Minimizing impact in CPU usage of multi_index.modify()
in cycles
We were requested to do an efficiency audit on some EOSIO smart-contract code for a dapp and we were quite shocked with the amount of nested cycles they had around a user table, each iteration making its own modifications to some of the users. Knowing that multi_index.modify()
is a bit expensive, that implementation would consume a huge CPU and would possibly fail with some higher number of users, exceeding the limit of CPU usage per transaction on EOSIO.
At first we would suggest a complete rewrite, but that code was so confusing and inter-dependent that even that would require a complete redesign of the logic itself, not just the implementation.

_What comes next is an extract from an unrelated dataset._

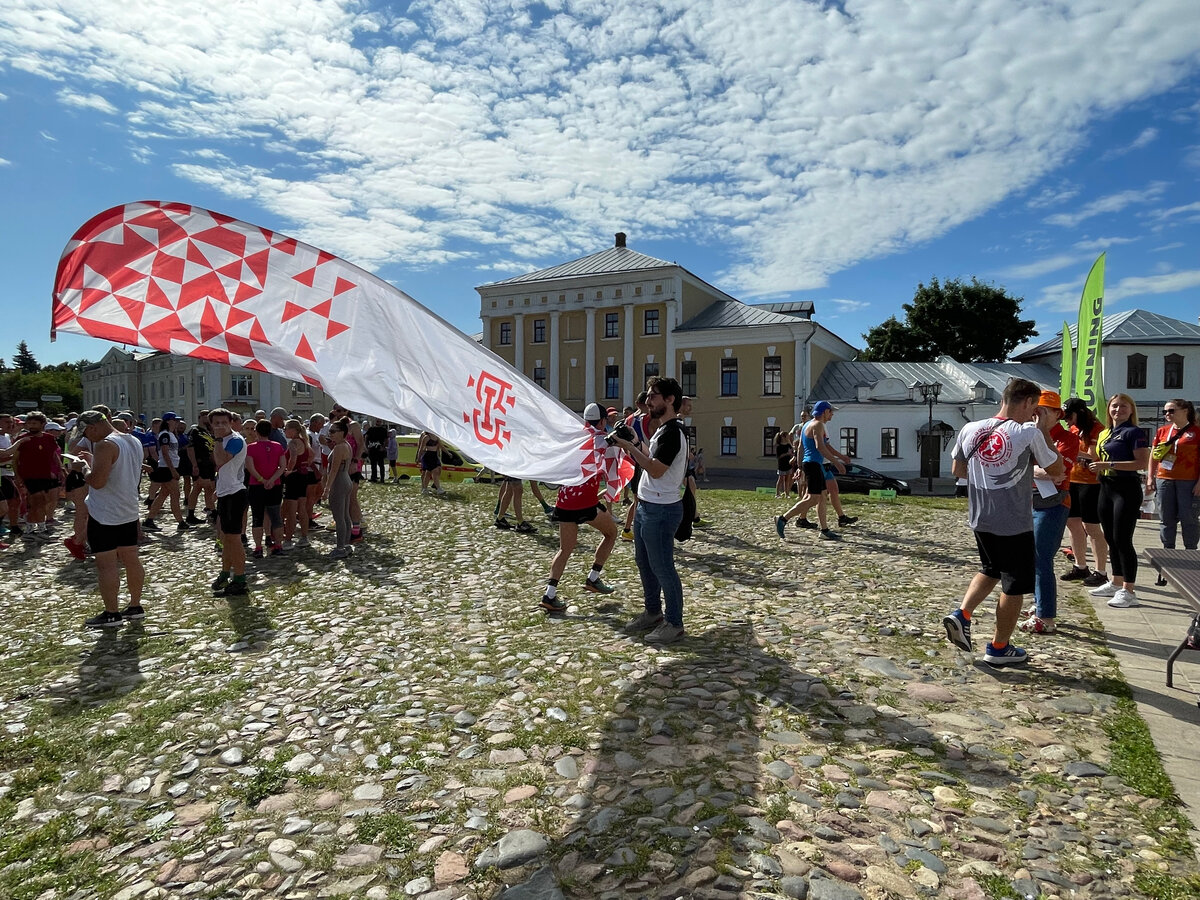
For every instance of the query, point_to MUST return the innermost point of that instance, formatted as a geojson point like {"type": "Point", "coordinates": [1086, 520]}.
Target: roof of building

This is usualy the problem with copy/pasted “spagetti” code, so we decided to make some experiments around multi_index
tables and see if we could get some improvements out of it.
Initial state
The start of this experiment had these results for a thousand table writes of an uint64_t field:
1 | $ eoslime test |
meaning that between 12ms and 14.5ms were being billed for the “count one thousand” action CPU when using a multi_index table. These values come from the transaction receipt, so they are the most accurate possible according to the eosio internal accounting.
Routes identified:
- Tables caching
- Smart tables
- …
Tables caching
The idea is cache the reads/writes from/to multi_index tables into a cache map
, so that many reads of the same object just require one deserialization an many writes to the same object only do one final serialization and write to eosio RAM.
The final results from the same operations are:
1 | $ eoslime test |
So this experiment took the CPU billing ~ 10% lower, and this could be improved a bit by using an unordered_map
instead of a map
, which is sorted by nature, but the unordered_map
container in eosio is faulty, as you can check in this github issue of EOSIO.CDT.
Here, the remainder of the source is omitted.